I never knew my mom was hot tempered, as children we just saw them fighting and thought that was how it was supposed to be.

My change started from the place of understanding (Proverbs 4:7). Understanding was where my own change came from because I just discovered that really all these things that I was doing was actually wrong. I came to that point where I saw a bigger picture of where God was taking me to, like my purpose in life. In order to fulfill whatever, it is, whether it is in marriage, having a peaceful home, there are emotional baggage that you shouldn’t carry into the marriage. Those were the things that I had to let go.

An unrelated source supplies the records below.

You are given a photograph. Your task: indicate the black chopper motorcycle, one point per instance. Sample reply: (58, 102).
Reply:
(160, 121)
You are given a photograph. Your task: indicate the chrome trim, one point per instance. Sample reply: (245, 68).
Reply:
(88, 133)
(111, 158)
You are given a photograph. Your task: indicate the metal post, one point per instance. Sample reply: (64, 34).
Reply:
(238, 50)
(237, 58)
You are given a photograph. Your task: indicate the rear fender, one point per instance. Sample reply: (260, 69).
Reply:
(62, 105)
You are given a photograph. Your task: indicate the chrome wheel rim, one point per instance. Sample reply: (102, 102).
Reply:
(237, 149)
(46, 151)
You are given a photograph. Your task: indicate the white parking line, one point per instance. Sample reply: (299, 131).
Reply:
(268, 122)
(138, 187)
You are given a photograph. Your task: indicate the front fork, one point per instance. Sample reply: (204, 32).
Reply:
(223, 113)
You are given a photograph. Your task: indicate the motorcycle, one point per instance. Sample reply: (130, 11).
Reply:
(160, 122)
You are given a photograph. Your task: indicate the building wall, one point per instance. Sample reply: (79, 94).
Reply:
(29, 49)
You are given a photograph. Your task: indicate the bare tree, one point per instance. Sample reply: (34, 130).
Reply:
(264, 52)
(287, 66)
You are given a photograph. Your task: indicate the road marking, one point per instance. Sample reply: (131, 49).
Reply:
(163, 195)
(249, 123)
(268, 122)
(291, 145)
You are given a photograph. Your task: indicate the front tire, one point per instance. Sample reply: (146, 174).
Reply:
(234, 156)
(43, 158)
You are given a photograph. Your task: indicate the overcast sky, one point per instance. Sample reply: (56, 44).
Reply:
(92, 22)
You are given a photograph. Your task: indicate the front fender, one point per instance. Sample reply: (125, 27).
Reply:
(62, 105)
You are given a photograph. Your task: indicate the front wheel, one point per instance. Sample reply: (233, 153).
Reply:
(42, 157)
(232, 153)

I prayed about it and kept asking God to help me. My husband was very helpful. I think if people had spouses whether husbands or wives like my husband, I think marriages would actually fulfill heaven on earth, if you want the heaven on earth kind of marriage. I stretched him but he was still there for me. He never went out to report me, because my Dad didn’t know all this until I wrote the book. He never badmouthed me nor talked about it.

He would always call me and tell me ways to handle anger.

He would say, “If you are angry, don’t speak. Learn how not to speak in anger.”

My facial expression: I started monitoring my face when I was angry.

You can’t just pray alone, we have to do practical things. So after you finish praying then the grace is available.


PRACTICAL STEPS

Listening effectively: even if you don’t understand what is being said, just say, “okay, give me some time to process it”. You don’t have to give a response per time.

Pride: It is still linked to anger. It is important to know what causes you to get angry. The root cause of the anger. For different people, it will be different things but a lot of time, it is pride. Most times when we get angry, we get angry because we think ‘this person shouldn’t talk to me like this’, ‘I shouldn’t be talked to like this’, ‘I shouldn’t be treated this way’. It is what you think or feel about yourself that you show.

When you come to that point whereby, ‘people can talk to me anyhow’, ‘they can treat me anyhow.’

You are not trying to be the one that is right. You are not trying to be the one that is correct. So anyhow, if you want to talk to me anyhow, so your ego just calms down.

Once you get to the point, you will see that it is easier for people to do things and you don’t get upset.

These were the practical things.

“Every wise woman buildeth her house: but the foolish plucketh it down with her hands.” – Proverbs 14:1.